Data-mine this!

(The term “data mining” is overloaded these days. People commonly use the term “data mining” to refer to the act of using OLAP to interactively explore a data warehouse, and the term has become so popularized that it is even used synonymously with “data analysis”, regardless of the method or the context. In this post, when I use the term “data mining”, I am referring specifically to the application of machine learning and statistics to explore data sets in a discovery (not hypothesis-driven) fashion. Sometimes referred to as “knowledge discovery in data” (or KDD). Anyway, moving on …)

When data mining is taught, a certain pedagogical example is commonly used to illustrate how it can uncover unusual but useful trends. This example is:

Among items purchased at grocery stores, the item most-frequently associated with the purchase of diapers is beer.

(I.e., diapers and beer are commonly purchased together, like chips and salsa, or milk and cookies. A theory to explain this correlation is that new fathers, while running the paternal errand, are rewarding themselves since — as a new father — they can’t go out drinking with their friends as often.)

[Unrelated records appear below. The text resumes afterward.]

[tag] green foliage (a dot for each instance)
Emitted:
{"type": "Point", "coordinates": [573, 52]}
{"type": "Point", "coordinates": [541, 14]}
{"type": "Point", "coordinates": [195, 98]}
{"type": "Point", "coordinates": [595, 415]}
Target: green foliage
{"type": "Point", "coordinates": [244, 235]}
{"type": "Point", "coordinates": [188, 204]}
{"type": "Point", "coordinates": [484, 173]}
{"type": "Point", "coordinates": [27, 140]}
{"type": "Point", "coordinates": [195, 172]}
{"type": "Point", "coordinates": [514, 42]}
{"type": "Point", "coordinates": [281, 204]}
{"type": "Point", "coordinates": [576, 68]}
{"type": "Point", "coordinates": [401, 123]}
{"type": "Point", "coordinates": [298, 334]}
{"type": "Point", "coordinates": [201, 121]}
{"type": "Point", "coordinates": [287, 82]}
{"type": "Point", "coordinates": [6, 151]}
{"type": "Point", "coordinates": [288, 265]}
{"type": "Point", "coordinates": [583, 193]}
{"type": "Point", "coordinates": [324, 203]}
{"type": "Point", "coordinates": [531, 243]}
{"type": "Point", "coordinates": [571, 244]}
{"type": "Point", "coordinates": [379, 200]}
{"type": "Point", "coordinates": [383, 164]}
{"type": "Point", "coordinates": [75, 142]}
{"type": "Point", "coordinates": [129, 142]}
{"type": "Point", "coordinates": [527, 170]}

Many variations of the story behind this “beer/diapers correlation” exist. The most-common allegation seems to be that it was the result of a WalMart market-basket analysis. Some variants claim that these beer/diapers purchases were made mainly on Friday afternoons, by men between the ages of 25 and 35. Furthermore, some versions say that the store capitalized on this trend by putting a beer display next to the diapers, and thus sold more beer than ever.

Alas, many doubt this story’s veracity. (You can read more about the diapers/beer correlation and its likely origin here.) While this doesn’t stop it from being a good illustrative example, it does sadden my heart a little, knowing that such an interesting trend might not be true.

Anyway: I had an errand to run today: we ran out of cloth diapers, so I needed to go to the grocery store to pick up an emergency pack of disposable diapers, to keep us supplied until the resupply visit from the diaper service. There was nothing else on the shopping list except diapers … could it be more obvious what needed to be done?

Mine this!

I say, if this isn’t an actual trend, let’s make one! New fathers everywhere: unite! Become a statistic! Always purchase beer with diapers!

(Plus, do you really need an excuse? I don’t know about you, but I don’t need sophisticated data mining techniques to learn: good beer + new dad = happy.)